Memories from Cherry Harvest by Amy Wachspress

Memories from Cherry Harvest by Amy Wachspress

Author:Amy Wachspress
Language: eng
Format: epub
ISBN: 9781593764890
Publisher: Catapult
Published: 2018-04-27T00:00:00+00:00


Two

AS I BECAME BETTER acquainted with my work group, as well as other students in the art program, I began to feel, for the first time in my life, like I had colleagues, like I had found other members of my species. Our class with Margaret met each morning. We learned in the first week that Margaret was a successful graphic artist who owned her own business. When Norma asked her why she was teaching Introduction to Design, she replied that she enjoyed helping young artists just starting out. She said it kept her on her toes.

One afternoon, a few weeks into the semester, Margaret opened the design studio for our work group to finish up a project. As we cleaned up after ourselves in the early evening, we discussed whether art mirrors reality or vice versa. Margaret invited us back to her live-in studio in the West Village to continue our discussion.

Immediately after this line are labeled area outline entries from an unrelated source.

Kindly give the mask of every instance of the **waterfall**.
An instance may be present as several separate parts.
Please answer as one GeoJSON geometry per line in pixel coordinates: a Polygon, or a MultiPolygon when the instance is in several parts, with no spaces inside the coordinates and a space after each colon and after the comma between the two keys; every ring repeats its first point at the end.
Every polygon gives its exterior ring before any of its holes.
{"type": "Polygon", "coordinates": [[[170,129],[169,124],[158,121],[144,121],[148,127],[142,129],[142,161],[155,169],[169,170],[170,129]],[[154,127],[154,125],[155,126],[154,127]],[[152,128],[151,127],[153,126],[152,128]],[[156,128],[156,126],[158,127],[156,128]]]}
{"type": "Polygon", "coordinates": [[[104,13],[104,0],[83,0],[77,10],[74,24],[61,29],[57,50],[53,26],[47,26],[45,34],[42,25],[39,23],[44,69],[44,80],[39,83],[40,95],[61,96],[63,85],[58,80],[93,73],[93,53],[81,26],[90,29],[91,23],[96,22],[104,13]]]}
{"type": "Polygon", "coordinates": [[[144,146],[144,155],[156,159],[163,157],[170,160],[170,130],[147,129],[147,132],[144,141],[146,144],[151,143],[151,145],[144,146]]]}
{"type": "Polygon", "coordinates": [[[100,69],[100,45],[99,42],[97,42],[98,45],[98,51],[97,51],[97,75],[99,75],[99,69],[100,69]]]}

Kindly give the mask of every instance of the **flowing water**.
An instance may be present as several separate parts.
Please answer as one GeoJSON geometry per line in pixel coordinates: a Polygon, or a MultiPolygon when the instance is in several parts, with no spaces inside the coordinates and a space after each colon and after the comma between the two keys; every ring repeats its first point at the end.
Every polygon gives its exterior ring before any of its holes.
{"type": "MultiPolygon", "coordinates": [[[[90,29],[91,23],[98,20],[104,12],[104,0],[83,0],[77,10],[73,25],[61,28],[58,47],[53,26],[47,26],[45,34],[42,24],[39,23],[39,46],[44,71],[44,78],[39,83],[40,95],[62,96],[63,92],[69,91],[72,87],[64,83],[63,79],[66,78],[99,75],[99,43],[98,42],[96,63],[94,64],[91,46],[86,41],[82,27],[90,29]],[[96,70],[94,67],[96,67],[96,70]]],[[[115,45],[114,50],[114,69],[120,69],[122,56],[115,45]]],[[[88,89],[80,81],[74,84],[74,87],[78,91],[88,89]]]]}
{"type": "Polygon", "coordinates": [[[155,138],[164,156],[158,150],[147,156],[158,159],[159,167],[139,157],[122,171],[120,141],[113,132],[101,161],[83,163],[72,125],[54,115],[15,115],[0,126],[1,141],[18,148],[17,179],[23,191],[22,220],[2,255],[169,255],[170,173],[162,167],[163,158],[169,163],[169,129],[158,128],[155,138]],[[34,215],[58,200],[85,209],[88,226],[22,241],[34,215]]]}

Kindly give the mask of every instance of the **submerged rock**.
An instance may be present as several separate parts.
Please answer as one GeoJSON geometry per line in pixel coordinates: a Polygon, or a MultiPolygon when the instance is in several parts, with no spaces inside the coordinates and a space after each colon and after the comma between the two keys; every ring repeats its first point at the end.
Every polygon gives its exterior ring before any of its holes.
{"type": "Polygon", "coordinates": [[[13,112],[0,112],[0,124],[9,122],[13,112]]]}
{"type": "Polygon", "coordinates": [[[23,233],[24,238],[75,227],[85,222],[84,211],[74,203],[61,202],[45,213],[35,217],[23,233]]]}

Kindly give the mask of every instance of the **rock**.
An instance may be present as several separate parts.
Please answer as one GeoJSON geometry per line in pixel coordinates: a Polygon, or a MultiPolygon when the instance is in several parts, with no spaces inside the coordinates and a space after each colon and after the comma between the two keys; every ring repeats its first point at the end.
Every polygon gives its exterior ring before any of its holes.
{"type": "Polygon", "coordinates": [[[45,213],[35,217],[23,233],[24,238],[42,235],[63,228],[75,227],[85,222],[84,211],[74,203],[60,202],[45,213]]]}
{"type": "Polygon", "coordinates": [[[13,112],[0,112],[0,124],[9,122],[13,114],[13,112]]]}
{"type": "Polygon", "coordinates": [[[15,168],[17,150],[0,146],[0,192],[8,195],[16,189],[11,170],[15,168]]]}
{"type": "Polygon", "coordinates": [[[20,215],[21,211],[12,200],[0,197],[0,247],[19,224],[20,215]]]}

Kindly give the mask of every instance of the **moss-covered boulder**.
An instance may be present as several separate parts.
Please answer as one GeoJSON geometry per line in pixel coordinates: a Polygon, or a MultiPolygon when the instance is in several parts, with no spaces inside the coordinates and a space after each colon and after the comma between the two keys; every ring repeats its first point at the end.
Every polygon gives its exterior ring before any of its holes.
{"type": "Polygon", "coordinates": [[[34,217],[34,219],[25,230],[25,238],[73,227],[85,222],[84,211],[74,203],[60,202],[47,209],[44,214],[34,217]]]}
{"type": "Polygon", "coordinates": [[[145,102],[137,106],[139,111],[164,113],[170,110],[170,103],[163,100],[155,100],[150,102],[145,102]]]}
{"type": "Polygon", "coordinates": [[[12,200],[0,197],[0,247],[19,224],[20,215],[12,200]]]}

TJ had to be carried up a long flight of stairs, but we were growing accustomed to the challenges we faced in going places with TJ and we all pitched in to airlift him and his wheelchair into the studio.

I loved everything about Margaret’s studio from the moment I laid eyes on it: the posters on the walls, the sound of the traffic in the street below, the smell of the paint on the easel. Margaret boiled water in a big green kettle and made Earl Grey tea for us. As she poured the hot water into each of the earth-toned mugs, which she told us she had made herself on a potter’s wheel, Norma admired them one by one. Margaret asked if any of us read poetry. We greeted her question with an embarrassed silence.

“I’m hearing crickets,” Margaret said with a slight smile.

“Why do you ask?” Norma asked.

“Because I’d like to introduce you to some poetry.” Margaret hooked her hair behind her ears and studied her bookshelf. “There was a poetry movement that emerged right after World War II called imagism. I think that as artists you would benefit from reading some of the imagists.”

“I dunno,” TJ responded skeptically. “I’m of the opinion that poets have the ability to take the simplest observations and convert them into incomprehensible equations by explaining them in language that only someone with a PhD in English can decipher.”

“Hey, give it a chance,” Dale said, poking TJ.

“What’s an example of an imagist poem?” Norma asked.

“I’ll read you one.” Margaret thumbed through a book and found a page. “Here’s a famous poem by William Carlos Williams. ‘So much depends upon a red wheel barrow glazed with rain water beside the white chickens.’”

I remembered studying that poem in high school. Williams had written another one about cold plums that I vaguely remembered too.

Skip offered a polite observation. “I like it. We have a red wheelbarrow on the farm. It reminds me of home.”

“Skip wants an A in Introduction to Design,” TJ said with a grin.

“What does it mean?” Arthur asked Margaret.

“You don’t get it?” TJ asked Arthur, rolling his eyes.